The chances are most in favour of the number 7; it may be formed first by 6 and ace; second, by ace and 6; third by 5 and 2; fourth, by 2 and 5; fifth, by 4 and 3; sixth, by 3 and 4.
The numbers which follow these, decrease in the same proportion as the preceding ones have augmented; therefore there are five chances for number 8, as there are for number 5; the 9 like the 4 has four chances; the 10 is gained in three ways like the 3; and the 11 is made by two different combinations like the 2; lastly, the number 12 can be produced only by the double 6.

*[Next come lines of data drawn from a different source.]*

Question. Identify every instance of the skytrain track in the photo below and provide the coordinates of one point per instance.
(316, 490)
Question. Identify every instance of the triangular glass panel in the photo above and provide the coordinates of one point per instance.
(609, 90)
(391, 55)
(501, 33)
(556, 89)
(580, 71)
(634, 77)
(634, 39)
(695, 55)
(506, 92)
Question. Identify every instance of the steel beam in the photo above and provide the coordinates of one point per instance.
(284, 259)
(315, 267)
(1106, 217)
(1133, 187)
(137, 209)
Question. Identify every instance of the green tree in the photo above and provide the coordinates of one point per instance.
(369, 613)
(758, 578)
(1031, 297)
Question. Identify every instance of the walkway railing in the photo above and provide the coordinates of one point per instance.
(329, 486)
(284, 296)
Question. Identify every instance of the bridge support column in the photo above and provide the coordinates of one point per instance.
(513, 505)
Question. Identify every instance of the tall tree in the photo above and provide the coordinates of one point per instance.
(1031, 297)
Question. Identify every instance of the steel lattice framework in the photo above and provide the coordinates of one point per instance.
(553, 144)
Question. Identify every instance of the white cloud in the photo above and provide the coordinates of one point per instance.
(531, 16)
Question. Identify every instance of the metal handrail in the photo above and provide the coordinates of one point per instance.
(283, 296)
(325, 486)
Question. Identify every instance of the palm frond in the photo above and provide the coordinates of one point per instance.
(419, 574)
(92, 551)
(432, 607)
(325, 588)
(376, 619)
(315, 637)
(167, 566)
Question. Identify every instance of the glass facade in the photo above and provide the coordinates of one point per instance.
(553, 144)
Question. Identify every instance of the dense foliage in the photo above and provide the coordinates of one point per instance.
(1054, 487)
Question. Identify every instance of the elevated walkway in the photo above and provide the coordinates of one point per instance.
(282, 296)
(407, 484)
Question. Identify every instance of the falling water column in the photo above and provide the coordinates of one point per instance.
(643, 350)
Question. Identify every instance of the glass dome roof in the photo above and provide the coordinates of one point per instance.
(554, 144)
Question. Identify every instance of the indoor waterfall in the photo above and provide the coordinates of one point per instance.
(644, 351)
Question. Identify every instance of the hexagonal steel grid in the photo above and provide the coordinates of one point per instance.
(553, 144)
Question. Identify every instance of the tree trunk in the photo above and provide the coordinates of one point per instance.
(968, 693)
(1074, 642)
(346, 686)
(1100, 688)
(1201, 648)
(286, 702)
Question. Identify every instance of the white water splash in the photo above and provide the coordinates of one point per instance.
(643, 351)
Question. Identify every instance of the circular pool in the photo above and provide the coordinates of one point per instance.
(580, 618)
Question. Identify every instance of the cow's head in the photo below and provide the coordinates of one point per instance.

It is very necessary to understand these combinations at the games of tric-trac, or
backgammon; the knowledge of them, in fact, constitutes the whole art of placing the men skilfully.
Players at different games, down even to the very game of goose, have made use of these combinations in order to calculate the probable chances of the different numbers. There is an infinite variety of drawings upon pasteboard designed for these games. The game of the goose, and similar ones, are disposed from 9 to 9; but you cannot stop there, and it is not possible to arrive at the last number 63, till you have surmounted a great number of obstacles. As a proof of this, we need only observe how often it happens, that when a person is nearly at the end of the game, and upon the point of winning it, he throws 6, which is one of the most common throws, and thus going beyond the required number is obliged to begin the game again. The bridge, the well, the prison, and death, that is to say, the figures which represent these quicksands, are arranged in such a manner, that one falls into them by the numbers 6, 7, and 8, which come every instant. In speaking upon this subject, Ernestina said facetiously, that a comic poet was not in the wrong in making one of his personages say:—
These games I prefer, which the spirit amuse,
And ’tis a nice game, this same game of the Goose.
Adela, who had seen her parents play at tric-trac, asked the meaning of the words
carmes, sonnes, &c., which she had heard pronounced at this game. Madame D’Hernilly informed her, that they call the two aces leset; the two trays ternes; the two fours carmes; the two fives, quines; the two sixes sonnez. There is no particular denomination for the double deuce.
With three dice, the chances are still more multiplied, and it would be very easy to calculate them; three points alike are called raffle, that is to say, a raffle of aces, a raffle of trays, a raffle of sixes, &c. &c.